When it comes to vintage divination devices, I’ve always had a bit of a soft spot for the Magic 8-Ball.
With over one million units being sold every year since 2012, the toy is fairly ubiquitous and continues to be a popular resource for instant “answers” to life’s most pressing questions. From a practicality standpoint, it was always far more accessible to me than trying to crack open the mystical powers of the Ouija board – another staple in the Coopee family gaming closet.

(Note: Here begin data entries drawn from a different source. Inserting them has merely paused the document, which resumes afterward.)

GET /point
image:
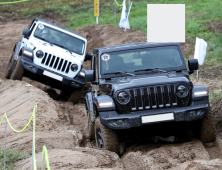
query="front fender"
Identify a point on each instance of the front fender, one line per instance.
(104, 103)
(198, 93)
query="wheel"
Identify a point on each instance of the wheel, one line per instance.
(10, 67)
(208, 128)
(204, 129)
(18, 70)
(106, 138)
(75, 96)
(90, 128)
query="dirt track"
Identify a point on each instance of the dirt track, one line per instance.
(61, 125)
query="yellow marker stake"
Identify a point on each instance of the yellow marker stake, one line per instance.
(96, 10)
(44, 151)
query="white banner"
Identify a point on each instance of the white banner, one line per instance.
(124, 22)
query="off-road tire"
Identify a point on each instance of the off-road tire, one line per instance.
(75, 96)
(18, 70)
(10, 67)
(90, 128)
(109, 137)
(208, 128)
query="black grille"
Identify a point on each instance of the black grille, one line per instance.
(154, 97)
(56, 63)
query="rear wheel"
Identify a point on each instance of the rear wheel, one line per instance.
(18, 70)
(106, 138)
(75, 96)
(10, 67)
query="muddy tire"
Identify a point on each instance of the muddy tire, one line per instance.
(10, 67)
(18, 70)
(90, 128)
(208, 128)
(106, 138)
(75, 96)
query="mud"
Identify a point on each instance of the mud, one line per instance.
(61, 126)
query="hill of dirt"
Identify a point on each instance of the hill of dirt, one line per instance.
(61, 126)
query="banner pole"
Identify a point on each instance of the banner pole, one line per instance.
(128, 15)
(115, 10)
(5, 143)
(197, 75)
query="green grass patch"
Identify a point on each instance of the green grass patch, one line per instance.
(11, 157)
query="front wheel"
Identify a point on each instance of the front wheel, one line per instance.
(208, 128)
(18, 70)
(106, 138)
(204, 129)
(90, 128)
(10, 67)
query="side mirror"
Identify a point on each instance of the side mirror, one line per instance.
(193, 65)
(89, 75)
(26, 32)
(88, 57)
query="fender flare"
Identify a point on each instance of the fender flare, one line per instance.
(89, 106)
(17, 50)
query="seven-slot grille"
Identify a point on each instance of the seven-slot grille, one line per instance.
(153, 97)
(56, 63)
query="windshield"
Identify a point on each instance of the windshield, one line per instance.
(164, 58)
(59, 38)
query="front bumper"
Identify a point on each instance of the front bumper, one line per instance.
(77, 82)
(111, 119)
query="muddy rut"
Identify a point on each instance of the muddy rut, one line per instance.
(61, 126)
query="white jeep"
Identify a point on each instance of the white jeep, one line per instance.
(52, 55)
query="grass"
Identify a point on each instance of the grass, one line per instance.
(11, 157)
(200, 16)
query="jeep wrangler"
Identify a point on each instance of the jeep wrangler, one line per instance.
(137, 84)
(52, 55)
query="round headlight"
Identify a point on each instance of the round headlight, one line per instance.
(39, 54)
(123, 97)
(74, 67)
(182, 91)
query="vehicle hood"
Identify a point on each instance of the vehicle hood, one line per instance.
(142, 81)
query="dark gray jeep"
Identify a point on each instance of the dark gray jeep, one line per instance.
(140, 84)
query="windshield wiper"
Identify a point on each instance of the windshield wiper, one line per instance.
(151, 69)
(45, 40)
(63, 47)
(121, 72)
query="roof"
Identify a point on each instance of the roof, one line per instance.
(55, 25)
(133, 46)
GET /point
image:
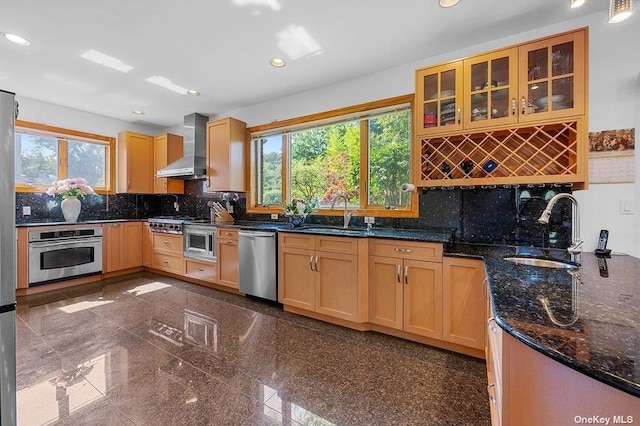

The Magic 8-Ball had an inauspicious beginning. In the 1940s, Albert Carter of Cincinnati, Ohio developed the original version of the toy. Dubbed the “Syco-Seer”, Carter drew inspiration from one of the tools of his mother’s trade (she was a professional clairvoyant) – he created a phony “spirit writing device” called the Psycho Slate. The full name of the product was Syco-Seer: The Miracle Home Fortune-Teller and it consisted of a 7-inch tall tube that was divided in half. Each half was filled with a dark liquid and contained a standard die with different answers printed on all sides. With a viewing window on each end, simply flipping the Syco-Seer over would reveal an answer to any question that was posed to it.
Several years later, the design was modified to make it smaller and less expensive to produce and was re-branded under the name of Syco-Slate: The Pocket Fortune Teller. In 1946, Carter and his cousin Abe Bookman formed a novelty toy company, Alabe Crafts (the name drawn from letters in each of their first names – Albert and Abe) to market the device. The Syco-Slate was shorter and contained only a single viewing window.
INSIDE THE PATENTS
The Magic 8-Ball has three registered patents. The patent diagram from #3,119,621 shows the inner workings of the liquid-filled die agitator, a view of the bottom of the Magic 8-Ball where all the answers are revealed and a cut-away of the 20-sided icosahedron die. The answers inside the Magic 8-Ball can be broken down into three categories: 10 are affirmative, 5 are negative and 5 are non-committal. According to probability theory, it takes an average of 72 questions for all 20 of the Magic 8-Ball’s answers to appear at least once.
Sales were stagnant and the toy failed to gain any traction in the market, despite the fact that part of the marketing plan included having women dressed up as gypsies demonstrate it to curious on-lookers. Carter passed away in 1948, leaving all future decisions relating to the product and company to Bookman, who switched to a new format that resembled a fortune teller’s crystal ball. But the change prompted only a minimal uptick in sales.
Was the end in sight for the toy? All signs pointed to YES, until Cincinnati’s Brunswick Billiards commissioned Bookman to produce a version of the toy in the now familiar black-and-white 8-ball format as part of a promotional campaign. Seizing the opportunity to breathe new life into the floundering toy, Alabe simply encased the liquid cylinder from previous models into an over-sized pool ball.
The rest, as they say, is history. Brunswick’s promotional campaign was a resounding success, providing a confidence boost and a new marketing angle for Alabe. When the campaign ended, Alabe began mass-producing the toy under the name Magic 8-Ball. Ideal Toys bought Alabe in 1971 and made some revisions to the toy. In 1987, View-Master International acquired Ideal, forming the View-Master Ideal Group (VMIG). VMIG re-packaged and re-priced the Magic 8-Ball paving the way for the company’s acquisition in 1989 by Tyco Toys. Mattel eventually took over the toy’s mystical reigns when it acquired Tyco in 1997.
Today, the Magic 8-Ball enjoys on-going sales success, appears in various different sizes, and can even be downloaded as an app to provide decision-making options on mobile devices.